Additional Feedback: As mentioned in the weakness part, the question is that is it possible to obtain the lower bound in terms of \beta_{ERM} plus sequential Rademacher complexity? Meanwhile, there is a minor typo. Line 253: equation 2 --> equation (2) =======Post rebuttal session========= I remain my score after reading the other reviews , author feedback, and reviewer discussions.

### Review 4

Summary and Contributions: The authors consider the problem of online learning with an environmental state which is affected by the learner's actions and affects the loss of each action/instance pair. The authors analyse the learnability of the game by deriving upper and lower bounds on the "value" of the game. The authors then give several special cases of this game that appear in the literature.

Strengths: The upper and lower bounds on the value of the game appear novel and the game unifies many problems that appear in the literature. They use their general upper bound to give upper bounds for the value of these existing games.

Weaknesses: This paper presents no algorithm for the problem (and certainly not an efficient one). All they have is bounds on the existence of an algorithm.

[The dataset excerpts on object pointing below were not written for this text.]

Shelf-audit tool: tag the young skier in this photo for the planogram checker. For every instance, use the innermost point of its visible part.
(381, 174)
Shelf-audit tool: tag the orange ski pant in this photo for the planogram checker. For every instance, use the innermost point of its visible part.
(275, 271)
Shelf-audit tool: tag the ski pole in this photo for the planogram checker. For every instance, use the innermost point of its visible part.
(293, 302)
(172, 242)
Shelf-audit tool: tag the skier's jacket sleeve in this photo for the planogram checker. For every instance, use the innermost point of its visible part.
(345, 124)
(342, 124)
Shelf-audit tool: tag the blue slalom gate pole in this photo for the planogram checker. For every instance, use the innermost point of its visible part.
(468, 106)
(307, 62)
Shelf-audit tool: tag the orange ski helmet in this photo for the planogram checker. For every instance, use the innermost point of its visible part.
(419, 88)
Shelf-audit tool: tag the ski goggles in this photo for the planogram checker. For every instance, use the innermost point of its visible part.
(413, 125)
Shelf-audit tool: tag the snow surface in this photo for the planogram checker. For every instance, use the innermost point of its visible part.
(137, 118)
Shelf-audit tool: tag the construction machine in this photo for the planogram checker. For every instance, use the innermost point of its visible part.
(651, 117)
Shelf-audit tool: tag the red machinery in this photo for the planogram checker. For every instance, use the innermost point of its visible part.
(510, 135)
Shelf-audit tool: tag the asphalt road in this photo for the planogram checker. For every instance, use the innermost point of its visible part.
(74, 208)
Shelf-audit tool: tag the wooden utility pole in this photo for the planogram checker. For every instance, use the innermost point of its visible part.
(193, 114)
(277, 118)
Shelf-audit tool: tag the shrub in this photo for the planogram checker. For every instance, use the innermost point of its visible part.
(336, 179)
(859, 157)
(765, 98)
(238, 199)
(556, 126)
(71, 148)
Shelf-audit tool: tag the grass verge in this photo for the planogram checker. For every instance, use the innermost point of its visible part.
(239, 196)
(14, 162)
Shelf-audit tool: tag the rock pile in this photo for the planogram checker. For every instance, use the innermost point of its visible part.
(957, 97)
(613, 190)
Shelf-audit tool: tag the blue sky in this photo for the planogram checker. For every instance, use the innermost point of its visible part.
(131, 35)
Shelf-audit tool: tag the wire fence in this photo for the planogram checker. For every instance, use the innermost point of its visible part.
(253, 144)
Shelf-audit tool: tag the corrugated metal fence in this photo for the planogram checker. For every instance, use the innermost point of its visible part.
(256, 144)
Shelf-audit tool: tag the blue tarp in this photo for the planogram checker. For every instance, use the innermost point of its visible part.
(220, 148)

Correctness: As far as I can see the claims and method are correct. However, I have not read the proofs in the appendix.

Clarity: I found this paper confusing in that the discussion was not clear enough. I found the following confusions: 1) Line 62. It should be made clear that Z is the product of two sets. Also it should be made clear the x_t is a state (i.e. x_t\in X). 2) Line 124. It is said that the (additive) noise has zero mean. The restricts the set of states, X, to be a subset of a real vector space. The fact that the X is a subset of a real vector space should be made clear when X is defined. 3) Equation 3. The double brackets are not defined - I had to look at the proof in the appendix to figure out what they meant.

Relation to Prior Work: This is discussed.

Reproducibility: Yes

Additional Feedback: After rebuttal: I have incorporated the author feedback into the review. After viewing the other reviewers comments I have increased by score to 6 but have low confidence. The confidence is low because I have based my score on other reviewers' opinions.